That’s a position advocated by many activists. Dr. Joseph Sonnabend, the founding force behind AMFAR and a number of other agencies, is especially incensed by a proposal, currently under consideration by the Centers for Disease Control and Prevention, to make the drugs available to people who are HIV-negative on the theory that they will help prevent transmission. “It’s all quite bizarre, and I wonder what is driving it,” he wrote in an e-mail from his London home.
It is true that the clinical picture of life with treated HIV disease is only now beginning to come into focus. A study presented at a conference in February in Montreal showed that otherwise healthy people on HIV medications at about 56 years of age had immune systems comparable to HIV-negative subjects whose median age is 88. Perhaps as a result, many diseases that typically attack the very old are striking younger HIV-positive people disproportionately, like diseases of the liver, kidney, heart, and veins. One study found that 55-year-olds who are HIV-positive have all the telltale signs of late-life frailty—muscle loss, fatigue, and rheumatological disorders.
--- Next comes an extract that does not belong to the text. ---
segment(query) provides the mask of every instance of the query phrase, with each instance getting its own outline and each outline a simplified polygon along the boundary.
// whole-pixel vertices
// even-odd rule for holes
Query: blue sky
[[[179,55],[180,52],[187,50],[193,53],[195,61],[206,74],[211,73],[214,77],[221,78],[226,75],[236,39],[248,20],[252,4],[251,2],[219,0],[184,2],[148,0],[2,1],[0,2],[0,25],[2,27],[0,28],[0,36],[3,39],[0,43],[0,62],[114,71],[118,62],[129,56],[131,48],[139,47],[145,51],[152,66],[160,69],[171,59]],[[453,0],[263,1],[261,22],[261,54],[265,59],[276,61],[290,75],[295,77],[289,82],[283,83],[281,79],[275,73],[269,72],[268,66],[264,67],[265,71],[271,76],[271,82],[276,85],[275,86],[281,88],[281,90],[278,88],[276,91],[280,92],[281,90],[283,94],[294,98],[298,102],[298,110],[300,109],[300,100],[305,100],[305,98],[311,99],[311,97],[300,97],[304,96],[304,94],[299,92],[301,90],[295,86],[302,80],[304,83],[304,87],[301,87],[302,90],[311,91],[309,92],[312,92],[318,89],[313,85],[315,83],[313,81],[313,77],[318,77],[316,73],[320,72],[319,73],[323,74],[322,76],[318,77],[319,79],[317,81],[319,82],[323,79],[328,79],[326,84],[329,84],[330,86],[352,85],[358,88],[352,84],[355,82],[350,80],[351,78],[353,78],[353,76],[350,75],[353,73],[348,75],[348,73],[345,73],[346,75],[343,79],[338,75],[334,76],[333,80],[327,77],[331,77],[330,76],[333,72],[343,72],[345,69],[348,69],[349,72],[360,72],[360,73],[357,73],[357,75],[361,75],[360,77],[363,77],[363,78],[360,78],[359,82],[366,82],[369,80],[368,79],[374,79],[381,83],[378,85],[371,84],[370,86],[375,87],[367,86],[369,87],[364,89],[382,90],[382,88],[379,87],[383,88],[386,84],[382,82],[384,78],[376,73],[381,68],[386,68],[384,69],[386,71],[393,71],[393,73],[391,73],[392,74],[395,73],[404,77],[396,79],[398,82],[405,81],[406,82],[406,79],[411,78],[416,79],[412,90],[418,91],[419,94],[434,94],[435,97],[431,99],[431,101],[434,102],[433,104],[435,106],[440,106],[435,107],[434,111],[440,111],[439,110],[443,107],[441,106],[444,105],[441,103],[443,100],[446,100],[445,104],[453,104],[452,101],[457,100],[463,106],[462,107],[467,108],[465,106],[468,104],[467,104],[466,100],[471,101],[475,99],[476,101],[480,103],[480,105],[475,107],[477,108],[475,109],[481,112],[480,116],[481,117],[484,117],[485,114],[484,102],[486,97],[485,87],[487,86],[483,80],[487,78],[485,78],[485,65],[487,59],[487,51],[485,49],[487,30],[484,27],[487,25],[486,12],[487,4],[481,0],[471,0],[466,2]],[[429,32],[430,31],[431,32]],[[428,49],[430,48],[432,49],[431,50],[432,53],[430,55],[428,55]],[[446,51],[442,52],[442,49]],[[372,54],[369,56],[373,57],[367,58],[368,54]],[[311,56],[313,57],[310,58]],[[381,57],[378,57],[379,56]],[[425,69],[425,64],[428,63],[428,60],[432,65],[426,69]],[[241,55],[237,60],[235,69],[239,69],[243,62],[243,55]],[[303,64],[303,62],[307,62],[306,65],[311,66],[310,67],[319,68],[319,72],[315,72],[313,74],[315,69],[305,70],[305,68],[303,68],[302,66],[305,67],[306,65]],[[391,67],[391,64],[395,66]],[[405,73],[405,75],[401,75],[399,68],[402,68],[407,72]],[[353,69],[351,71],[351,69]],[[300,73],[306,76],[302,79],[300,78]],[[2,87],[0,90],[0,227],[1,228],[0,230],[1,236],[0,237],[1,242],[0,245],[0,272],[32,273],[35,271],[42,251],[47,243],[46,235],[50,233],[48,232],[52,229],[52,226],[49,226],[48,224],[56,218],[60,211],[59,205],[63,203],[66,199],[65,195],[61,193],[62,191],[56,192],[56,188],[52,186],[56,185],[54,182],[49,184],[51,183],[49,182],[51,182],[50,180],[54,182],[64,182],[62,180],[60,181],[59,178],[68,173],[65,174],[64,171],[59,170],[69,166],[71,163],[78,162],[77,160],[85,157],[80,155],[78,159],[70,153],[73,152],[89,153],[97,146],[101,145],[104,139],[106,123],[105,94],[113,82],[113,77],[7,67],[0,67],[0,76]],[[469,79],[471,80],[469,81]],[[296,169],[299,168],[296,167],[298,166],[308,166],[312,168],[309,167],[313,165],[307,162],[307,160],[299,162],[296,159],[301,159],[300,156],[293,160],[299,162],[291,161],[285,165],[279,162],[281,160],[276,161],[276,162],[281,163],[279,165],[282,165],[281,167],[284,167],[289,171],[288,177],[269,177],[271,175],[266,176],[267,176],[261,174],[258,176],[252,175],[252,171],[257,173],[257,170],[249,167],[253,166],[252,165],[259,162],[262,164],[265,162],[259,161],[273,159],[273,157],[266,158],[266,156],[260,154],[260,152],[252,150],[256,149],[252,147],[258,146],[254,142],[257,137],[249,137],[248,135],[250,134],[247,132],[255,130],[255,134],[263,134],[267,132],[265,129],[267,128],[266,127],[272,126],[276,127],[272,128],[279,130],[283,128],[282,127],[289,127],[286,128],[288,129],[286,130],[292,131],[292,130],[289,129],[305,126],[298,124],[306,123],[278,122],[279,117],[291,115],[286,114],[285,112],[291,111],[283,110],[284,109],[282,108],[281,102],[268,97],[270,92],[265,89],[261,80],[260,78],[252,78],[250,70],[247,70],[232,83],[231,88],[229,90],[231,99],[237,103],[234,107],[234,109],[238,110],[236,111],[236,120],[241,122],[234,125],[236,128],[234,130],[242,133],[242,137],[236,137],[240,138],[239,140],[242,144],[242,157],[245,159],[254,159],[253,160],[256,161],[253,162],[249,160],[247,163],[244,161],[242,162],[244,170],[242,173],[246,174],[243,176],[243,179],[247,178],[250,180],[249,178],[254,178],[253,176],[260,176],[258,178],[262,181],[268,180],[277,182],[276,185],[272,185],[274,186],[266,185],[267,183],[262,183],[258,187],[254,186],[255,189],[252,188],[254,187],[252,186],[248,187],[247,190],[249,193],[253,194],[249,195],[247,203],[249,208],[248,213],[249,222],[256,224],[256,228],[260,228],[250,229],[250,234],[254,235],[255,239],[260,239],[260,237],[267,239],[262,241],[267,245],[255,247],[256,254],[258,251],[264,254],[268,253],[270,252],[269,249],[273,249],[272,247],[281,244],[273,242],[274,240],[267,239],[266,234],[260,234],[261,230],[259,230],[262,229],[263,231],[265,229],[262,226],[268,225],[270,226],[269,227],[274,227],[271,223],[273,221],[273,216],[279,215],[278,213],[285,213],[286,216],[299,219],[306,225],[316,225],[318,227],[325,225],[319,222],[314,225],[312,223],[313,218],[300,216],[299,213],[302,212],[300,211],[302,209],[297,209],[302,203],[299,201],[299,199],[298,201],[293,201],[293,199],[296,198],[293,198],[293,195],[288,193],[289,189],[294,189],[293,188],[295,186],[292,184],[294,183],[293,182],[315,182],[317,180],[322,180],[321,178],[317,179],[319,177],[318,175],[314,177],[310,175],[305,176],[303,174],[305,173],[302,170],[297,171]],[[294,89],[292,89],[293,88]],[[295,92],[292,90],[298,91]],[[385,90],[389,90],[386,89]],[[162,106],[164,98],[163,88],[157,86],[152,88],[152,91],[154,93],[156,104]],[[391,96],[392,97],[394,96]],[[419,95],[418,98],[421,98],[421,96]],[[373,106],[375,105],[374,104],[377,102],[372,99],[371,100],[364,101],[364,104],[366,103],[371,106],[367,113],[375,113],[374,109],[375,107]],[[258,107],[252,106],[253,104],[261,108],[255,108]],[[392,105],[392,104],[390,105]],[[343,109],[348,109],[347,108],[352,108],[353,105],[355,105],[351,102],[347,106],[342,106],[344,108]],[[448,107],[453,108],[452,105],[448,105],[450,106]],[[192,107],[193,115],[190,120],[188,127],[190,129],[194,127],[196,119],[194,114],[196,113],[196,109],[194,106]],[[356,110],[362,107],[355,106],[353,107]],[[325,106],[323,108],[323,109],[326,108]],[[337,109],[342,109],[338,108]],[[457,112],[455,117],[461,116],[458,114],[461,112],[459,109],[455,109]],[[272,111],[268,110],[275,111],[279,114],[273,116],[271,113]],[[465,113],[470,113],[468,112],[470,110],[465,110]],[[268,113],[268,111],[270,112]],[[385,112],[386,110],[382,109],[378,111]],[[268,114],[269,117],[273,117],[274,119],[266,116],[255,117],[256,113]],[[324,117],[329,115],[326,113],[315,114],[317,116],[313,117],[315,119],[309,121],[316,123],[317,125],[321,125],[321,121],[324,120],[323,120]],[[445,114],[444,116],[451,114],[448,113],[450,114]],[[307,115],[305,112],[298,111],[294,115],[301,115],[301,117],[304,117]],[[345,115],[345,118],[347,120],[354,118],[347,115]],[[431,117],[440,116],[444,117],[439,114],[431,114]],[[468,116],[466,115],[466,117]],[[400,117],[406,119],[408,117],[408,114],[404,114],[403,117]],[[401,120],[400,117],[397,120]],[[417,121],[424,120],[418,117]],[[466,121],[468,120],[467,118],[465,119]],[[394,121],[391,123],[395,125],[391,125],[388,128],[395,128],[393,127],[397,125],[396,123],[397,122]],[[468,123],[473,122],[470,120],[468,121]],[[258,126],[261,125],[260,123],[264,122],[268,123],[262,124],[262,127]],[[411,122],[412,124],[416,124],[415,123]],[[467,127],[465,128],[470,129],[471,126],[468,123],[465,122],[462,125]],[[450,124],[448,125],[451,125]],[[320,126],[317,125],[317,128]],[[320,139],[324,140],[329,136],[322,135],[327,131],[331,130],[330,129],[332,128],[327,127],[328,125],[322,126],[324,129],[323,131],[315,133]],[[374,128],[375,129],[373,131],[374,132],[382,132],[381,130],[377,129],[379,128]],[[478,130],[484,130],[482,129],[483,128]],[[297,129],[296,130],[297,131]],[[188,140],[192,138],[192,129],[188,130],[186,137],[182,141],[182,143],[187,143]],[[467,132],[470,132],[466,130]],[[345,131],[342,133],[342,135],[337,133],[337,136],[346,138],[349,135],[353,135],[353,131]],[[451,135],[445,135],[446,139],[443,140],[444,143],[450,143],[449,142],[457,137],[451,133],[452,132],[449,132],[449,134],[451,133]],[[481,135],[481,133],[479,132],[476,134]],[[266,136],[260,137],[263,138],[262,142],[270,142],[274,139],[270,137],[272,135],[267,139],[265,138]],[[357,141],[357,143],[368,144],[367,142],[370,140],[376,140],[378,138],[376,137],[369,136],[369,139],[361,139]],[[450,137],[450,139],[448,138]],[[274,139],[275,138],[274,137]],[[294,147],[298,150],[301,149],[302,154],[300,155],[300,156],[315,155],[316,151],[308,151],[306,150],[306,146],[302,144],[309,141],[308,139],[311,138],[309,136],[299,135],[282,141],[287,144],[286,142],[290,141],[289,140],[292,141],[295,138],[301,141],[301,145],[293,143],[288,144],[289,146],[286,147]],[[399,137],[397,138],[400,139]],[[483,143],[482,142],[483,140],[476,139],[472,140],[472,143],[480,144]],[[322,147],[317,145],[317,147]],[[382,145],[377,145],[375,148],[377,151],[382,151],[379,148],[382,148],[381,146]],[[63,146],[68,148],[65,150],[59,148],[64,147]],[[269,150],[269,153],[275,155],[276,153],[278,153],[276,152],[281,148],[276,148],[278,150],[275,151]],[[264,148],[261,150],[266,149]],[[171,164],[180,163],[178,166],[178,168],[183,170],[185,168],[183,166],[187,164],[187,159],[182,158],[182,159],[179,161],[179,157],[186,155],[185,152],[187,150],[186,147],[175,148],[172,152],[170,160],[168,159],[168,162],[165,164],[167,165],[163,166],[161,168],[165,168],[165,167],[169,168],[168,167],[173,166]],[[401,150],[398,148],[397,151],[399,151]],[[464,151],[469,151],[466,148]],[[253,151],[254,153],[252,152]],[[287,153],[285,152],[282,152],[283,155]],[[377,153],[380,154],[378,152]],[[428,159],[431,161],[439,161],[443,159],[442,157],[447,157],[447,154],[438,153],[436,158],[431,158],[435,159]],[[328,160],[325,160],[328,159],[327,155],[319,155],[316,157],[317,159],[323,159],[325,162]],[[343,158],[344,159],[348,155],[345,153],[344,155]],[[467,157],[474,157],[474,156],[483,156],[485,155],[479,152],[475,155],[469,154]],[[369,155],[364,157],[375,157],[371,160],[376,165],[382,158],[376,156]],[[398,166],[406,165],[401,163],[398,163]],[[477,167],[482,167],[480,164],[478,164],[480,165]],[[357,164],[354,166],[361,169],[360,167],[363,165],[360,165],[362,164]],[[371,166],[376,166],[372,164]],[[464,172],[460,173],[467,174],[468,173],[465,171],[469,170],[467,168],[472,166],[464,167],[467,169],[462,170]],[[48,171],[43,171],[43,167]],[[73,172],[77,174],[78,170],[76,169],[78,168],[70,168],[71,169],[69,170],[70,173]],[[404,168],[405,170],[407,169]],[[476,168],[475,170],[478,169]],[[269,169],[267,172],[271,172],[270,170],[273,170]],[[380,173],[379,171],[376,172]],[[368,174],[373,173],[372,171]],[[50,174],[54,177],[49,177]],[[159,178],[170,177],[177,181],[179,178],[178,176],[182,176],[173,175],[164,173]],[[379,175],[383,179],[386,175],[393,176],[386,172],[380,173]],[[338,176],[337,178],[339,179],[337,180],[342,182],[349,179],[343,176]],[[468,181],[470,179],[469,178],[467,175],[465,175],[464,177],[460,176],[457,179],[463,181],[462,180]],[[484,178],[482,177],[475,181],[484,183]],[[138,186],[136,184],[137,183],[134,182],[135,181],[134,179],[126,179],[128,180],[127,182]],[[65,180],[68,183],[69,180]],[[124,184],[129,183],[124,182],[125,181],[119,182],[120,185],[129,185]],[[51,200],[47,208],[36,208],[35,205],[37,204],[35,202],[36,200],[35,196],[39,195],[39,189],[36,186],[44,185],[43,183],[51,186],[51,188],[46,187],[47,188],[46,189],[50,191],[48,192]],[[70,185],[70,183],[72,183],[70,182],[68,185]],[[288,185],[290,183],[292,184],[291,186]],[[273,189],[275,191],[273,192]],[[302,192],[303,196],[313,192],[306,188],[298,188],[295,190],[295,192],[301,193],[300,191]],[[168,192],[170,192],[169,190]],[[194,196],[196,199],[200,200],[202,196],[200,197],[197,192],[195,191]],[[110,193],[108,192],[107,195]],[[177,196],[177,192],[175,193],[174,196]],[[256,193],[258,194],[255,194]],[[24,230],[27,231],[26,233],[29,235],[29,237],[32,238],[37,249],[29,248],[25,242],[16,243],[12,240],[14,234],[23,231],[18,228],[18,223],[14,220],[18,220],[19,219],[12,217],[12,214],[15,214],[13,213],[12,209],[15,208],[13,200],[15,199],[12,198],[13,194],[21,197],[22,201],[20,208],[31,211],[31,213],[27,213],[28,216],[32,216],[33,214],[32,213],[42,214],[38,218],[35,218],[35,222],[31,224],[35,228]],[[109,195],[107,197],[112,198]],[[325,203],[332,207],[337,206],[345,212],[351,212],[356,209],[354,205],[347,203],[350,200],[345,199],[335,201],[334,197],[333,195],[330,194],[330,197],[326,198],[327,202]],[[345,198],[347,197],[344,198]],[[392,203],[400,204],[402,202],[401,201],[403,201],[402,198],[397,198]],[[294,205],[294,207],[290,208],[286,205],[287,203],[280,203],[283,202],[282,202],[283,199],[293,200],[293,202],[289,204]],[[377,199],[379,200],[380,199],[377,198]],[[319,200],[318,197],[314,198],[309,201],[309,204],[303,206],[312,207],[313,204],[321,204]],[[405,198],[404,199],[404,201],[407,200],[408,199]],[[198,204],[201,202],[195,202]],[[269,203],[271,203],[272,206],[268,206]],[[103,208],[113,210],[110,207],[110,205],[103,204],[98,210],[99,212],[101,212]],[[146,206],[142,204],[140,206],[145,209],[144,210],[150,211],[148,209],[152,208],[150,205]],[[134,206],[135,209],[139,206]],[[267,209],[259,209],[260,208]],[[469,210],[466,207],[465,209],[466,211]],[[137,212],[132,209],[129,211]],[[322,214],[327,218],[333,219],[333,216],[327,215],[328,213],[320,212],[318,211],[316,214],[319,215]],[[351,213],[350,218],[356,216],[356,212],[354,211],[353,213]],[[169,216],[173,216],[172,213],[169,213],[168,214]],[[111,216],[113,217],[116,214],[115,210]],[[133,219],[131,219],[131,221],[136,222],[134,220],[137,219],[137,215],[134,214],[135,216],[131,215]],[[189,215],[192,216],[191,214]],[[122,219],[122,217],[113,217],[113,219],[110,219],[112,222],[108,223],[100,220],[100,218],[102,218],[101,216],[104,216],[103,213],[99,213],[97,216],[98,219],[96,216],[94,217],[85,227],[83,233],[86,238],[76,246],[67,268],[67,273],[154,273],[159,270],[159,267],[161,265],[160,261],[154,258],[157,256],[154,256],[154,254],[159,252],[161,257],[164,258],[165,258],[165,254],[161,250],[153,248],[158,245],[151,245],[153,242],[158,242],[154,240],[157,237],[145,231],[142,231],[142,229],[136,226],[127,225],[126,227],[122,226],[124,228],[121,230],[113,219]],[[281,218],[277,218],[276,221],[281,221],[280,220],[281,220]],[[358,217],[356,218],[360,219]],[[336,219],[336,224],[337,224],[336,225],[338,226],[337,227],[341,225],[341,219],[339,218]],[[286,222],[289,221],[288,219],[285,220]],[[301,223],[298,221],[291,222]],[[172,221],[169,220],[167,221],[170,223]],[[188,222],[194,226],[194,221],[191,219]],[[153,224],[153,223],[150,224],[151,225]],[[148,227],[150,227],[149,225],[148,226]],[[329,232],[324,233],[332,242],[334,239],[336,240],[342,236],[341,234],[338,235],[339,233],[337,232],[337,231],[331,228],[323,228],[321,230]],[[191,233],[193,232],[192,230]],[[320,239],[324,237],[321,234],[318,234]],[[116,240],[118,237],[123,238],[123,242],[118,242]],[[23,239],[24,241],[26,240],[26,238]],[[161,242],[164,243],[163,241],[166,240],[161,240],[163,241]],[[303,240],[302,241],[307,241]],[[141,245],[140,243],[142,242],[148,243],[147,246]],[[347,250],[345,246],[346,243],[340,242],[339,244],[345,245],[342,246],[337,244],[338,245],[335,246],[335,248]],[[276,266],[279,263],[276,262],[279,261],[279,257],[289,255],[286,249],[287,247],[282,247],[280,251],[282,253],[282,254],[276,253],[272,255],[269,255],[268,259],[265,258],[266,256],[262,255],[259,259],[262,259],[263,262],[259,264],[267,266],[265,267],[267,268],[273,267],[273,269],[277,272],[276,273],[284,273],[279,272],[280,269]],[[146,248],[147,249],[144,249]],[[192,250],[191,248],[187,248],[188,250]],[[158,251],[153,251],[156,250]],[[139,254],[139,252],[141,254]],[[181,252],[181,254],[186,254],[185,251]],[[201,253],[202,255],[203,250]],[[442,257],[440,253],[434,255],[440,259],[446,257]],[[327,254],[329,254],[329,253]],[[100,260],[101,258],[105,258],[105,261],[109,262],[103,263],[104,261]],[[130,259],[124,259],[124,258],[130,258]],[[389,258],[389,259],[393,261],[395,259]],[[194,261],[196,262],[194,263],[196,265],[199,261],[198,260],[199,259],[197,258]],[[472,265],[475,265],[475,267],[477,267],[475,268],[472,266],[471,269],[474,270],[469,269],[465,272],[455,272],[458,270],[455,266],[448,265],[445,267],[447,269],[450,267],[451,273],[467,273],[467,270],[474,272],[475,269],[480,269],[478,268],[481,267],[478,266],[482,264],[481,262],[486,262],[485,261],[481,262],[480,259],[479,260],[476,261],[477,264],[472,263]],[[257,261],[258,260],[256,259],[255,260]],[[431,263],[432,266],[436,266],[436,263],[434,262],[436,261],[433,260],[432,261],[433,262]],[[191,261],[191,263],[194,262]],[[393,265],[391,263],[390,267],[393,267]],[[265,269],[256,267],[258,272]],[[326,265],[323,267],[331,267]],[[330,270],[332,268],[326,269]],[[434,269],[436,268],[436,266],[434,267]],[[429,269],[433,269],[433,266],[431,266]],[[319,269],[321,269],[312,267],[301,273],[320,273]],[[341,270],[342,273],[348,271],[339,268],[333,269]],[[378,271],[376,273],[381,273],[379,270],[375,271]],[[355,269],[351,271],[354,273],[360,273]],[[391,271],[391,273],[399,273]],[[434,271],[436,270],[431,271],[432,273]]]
The newest data show that middle-aged patients have dramatically increased rates of bone loss and fractures for their age. Some 60 percent of HIV-positive men in their forties have osteoporosis or its predecessor condition, a problem that typically isn’t diagnosed in men until well into their eighties. Jules Levin, founder and executive director of the New York–based National AIDS Treatment Advocacy Project, only found out about this two years ago, when he stumbled and shattered his wrist. He was 57 at the time and in exceptionally good shape, other than his undiagnosed osteoporosis. “This is what opened my eyes to all of this stuff,” he says. “Aging is the No. 1 problem in HIV today.”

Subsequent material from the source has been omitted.